Yes, it’s more than OK with us. No, we’re not sitting around saying “Please, please, whatever you do, don’t make us help resettle even more refugees here in the wealthiest nation in the world!”

But Stephen Miller doesn’t understand normal human behavior, and thus we normal humans have a hard time understanding him. As Libby Watson writes:

Did Stephen think that releasing busloads of migrants in San Francisco or New York would instantly cause the city to collapse into a dystopian, crime-ridden hellscape? Did he think that they would eat all the famous New York pizza?

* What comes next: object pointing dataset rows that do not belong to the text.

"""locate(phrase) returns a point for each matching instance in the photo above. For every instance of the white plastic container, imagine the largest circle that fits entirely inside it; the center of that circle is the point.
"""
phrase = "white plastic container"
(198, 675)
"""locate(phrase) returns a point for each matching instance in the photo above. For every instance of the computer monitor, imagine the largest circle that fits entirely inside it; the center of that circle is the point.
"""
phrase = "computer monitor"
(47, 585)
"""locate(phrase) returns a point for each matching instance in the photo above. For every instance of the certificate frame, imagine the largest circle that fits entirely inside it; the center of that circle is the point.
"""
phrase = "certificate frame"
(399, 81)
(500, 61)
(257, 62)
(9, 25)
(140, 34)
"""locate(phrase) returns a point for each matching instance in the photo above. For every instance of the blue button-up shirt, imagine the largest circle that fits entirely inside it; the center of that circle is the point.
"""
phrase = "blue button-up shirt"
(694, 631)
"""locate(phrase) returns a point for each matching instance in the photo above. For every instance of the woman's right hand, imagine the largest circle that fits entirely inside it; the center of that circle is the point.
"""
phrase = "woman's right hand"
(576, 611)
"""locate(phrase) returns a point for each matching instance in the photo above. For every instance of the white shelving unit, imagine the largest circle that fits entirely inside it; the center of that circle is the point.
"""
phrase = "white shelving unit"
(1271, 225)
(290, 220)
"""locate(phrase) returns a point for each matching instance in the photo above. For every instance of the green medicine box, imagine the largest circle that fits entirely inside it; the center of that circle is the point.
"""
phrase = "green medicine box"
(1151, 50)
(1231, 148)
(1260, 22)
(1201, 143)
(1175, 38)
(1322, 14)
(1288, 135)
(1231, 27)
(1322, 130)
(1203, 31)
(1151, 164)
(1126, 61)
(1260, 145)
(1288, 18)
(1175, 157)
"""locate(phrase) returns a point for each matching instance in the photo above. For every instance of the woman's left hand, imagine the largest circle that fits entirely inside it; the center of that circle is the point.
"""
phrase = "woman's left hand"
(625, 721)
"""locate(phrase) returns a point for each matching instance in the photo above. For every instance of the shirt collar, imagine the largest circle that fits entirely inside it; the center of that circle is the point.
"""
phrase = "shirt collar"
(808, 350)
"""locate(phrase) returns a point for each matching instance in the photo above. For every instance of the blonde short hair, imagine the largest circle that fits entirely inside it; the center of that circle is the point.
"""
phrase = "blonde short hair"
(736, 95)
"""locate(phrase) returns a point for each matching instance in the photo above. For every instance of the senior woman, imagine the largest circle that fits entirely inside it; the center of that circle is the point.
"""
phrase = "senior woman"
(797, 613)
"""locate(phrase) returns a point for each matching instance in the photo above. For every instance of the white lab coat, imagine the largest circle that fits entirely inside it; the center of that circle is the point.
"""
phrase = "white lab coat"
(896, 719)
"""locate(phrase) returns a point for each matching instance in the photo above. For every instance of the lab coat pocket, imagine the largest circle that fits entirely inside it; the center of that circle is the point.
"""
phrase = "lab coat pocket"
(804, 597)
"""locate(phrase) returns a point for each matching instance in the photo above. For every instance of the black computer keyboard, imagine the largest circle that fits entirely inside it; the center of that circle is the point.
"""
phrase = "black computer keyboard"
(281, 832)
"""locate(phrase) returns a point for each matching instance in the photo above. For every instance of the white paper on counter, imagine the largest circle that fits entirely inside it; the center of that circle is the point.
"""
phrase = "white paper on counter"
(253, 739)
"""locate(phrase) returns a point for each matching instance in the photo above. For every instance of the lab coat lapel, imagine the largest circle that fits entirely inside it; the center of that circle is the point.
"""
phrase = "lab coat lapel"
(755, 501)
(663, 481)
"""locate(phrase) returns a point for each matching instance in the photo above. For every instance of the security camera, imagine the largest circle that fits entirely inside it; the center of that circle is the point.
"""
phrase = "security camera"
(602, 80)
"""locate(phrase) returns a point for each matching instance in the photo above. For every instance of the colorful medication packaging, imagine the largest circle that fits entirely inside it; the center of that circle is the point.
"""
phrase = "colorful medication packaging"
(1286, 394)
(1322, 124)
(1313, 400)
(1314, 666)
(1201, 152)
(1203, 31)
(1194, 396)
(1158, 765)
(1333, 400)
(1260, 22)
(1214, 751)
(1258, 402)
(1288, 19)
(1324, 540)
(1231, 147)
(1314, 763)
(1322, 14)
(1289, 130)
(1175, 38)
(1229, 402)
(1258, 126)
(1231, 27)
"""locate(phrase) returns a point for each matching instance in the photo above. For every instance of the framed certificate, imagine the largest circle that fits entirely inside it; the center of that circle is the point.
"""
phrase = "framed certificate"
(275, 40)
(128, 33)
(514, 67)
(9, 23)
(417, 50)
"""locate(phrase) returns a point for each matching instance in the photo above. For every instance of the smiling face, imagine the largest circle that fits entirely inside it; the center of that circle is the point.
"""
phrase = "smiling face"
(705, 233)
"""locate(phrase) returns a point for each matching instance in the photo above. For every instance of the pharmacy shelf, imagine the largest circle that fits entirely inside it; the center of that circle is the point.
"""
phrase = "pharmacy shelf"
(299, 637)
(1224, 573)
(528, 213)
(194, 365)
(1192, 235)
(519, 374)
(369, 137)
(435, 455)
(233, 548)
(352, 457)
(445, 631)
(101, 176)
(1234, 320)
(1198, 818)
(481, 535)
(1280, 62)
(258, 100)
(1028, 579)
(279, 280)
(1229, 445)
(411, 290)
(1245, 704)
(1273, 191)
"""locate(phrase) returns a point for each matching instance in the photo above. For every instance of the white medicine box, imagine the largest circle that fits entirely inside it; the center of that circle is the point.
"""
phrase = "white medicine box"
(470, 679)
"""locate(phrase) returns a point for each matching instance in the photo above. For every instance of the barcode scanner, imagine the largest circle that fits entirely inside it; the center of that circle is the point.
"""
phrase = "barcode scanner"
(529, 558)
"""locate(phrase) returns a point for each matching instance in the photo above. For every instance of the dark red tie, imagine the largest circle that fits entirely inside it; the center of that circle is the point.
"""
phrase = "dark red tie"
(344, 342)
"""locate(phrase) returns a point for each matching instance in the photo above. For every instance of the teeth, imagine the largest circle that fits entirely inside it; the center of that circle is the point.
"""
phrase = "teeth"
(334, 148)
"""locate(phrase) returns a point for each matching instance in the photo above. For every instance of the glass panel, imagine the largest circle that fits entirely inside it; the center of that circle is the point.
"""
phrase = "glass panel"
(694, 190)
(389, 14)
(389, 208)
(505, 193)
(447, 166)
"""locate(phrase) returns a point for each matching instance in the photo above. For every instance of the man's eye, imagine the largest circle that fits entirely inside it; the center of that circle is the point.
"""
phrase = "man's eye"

A premise like “busing migrants to San Francisco will punish Nancy Pelosi” is not self-explanatory. I do not immediately understand the mechanism by which releasing a tired, huddled mass of immigrants in cities with massive populations — and cities where asylum approval rates are much higher — would punish their representatives.

• The title of this post comes from Hurray for the Riff Raff’s “I Know It’s Wrong (But That’s Alright),” which is actually a love song and not a quote from that Iran-Contra Guy’s press conference this morning.

I love this video and would love to see it expanded on in several ways:

  • A full-length grindhouse rockabilly musical with a plot somehow crossing West Side Story and “Goodbye Earl.”
  • A Passion Play with the same cast, costumes, and setting.
  • A Christopher Guest-style mockumentary on the reckless youth of Progressive Insurance spokesperson Flo.